Evaluation of Salt Tolerance at the Seedling Stage and Genetic Diversity in USDA Tomato (Solanum lycopersicum) Germplasm, and Genomic Insights into Leafminer Resistance and Tallness in Spinach (Spinacia oleracea) through Genome-Wide Association Studies (GWAS) and Genomic Prediction Approaches

Author

Ibtisam Alatawi, University of Arkansas, FayettevilleFollow

Date of Graduation

12-2024

Document Type

Dissertation

Degree Name

Doctor of Philosophy in Cell & Molecular Biology (PhD)

Degree Level

Graduate

Department

Cell & Molecular Biology

Advisor/Mentor

Shi, Ainong

Committee Member

Sun, Xiaolun

Second Committee Member

Joshi, Neelendra K.

Third Committee Member

Zhuang, Xuan

Fourth Committee Member

Kwon, Young Min

Keywords

genetic diversity; stress tolerance; salt tolerance; leafminer resistance; genomic prediction; genome-wide association studies

Abstract

Genetic diversity and stress tolerance mechanisms in tomato (Solanum lycopersicum) and spinach (Spinacia oleracea) were explored through advanced genomic tools, focusing on salt tolerance in tomato and leafminer resistance and plant height in spinach. Using genome-wide association studies (GWAS) and genomic prediction (GP), this research uncovers key insights into the genetic architecture of these traits, paving the way for improving crop resilience.

In tomato, the evaluation of 71 and 280 USDA accessions under saline stress identified genotypes with significant salt tolerance.
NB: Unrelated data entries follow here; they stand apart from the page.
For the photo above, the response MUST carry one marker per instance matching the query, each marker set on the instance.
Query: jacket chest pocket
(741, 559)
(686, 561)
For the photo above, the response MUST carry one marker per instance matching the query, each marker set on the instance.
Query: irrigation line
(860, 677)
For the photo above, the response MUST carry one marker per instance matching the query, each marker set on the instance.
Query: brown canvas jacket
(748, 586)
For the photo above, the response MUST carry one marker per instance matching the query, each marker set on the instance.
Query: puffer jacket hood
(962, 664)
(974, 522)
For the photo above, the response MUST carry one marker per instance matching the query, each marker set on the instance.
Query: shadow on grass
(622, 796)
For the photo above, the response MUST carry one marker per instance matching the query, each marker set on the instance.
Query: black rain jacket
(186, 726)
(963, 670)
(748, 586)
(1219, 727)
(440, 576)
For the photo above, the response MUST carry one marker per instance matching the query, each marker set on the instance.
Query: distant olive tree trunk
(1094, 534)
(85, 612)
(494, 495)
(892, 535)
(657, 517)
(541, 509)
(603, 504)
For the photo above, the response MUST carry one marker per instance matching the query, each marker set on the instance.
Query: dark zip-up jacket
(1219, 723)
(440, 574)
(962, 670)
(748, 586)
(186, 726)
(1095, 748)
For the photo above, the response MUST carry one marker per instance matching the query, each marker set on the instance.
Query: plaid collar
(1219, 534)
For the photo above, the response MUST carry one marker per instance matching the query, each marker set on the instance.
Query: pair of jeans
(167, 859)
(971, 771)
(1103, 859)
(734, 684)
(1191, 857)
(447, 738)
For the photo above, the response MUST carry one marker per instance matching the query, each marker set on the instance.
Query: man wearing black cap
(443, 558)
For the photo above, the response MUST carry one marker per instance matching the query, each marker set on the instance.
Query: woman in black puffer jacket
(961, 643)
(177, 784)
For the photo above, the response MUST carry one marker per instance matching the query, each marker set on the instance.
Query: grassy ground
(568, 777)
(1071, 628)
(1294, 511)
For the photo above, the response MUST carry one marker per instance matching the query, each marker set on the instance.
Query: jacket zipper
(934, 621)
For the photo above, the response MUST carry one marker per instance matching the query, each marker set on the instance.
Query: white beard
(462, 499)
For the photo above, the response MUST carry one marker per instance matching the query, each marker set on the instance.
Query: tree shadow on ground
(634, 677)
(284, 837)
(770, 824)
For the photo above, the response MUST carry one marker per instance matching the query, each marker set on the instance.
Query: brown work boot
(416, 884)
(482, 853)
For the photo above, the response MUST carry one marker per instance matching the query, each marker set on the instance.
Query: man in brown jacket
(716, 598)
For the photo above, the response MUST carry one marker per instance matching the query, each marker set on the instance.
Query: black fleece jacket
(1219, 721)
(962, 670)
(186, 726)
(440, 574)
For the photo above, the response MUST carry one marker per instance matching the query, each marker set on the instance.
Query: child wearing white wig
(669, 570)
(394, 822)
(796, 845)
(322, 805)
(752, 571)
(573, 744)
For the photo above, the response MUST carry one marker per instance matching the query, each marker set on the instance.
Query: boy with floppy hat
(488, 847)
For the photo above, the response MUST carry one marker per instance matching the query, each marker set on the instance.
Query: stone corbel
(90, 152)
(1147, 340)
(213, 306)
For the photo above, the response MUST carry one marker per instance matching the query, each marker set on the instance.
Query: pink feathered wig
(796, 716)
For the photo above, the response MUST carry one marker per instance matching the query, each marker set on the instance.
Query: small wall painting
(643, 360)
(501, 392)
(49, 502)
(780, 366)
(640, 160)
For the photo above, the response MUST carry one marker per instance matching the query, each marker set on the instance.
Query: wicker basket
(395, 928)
Population structure analysis revealed three genetic groups, emphasizing the influence of domestication on diversity. These findings provide a strong foundation for breeding salt-tolerant tomato varieties tailored to regions affected by salinity.

For spinach, GWAS identified significant single nucleotide polymorphism (SNP) markers associated with leafminer resistance and tallness. Candidate genes related to pest resistance and height were identified, offering valuable targets for breeding programs. Genomic prediction models showed high accuracy in selecting resistant and optimized genotypes, supporting the acceleration of spinach breeding efforts.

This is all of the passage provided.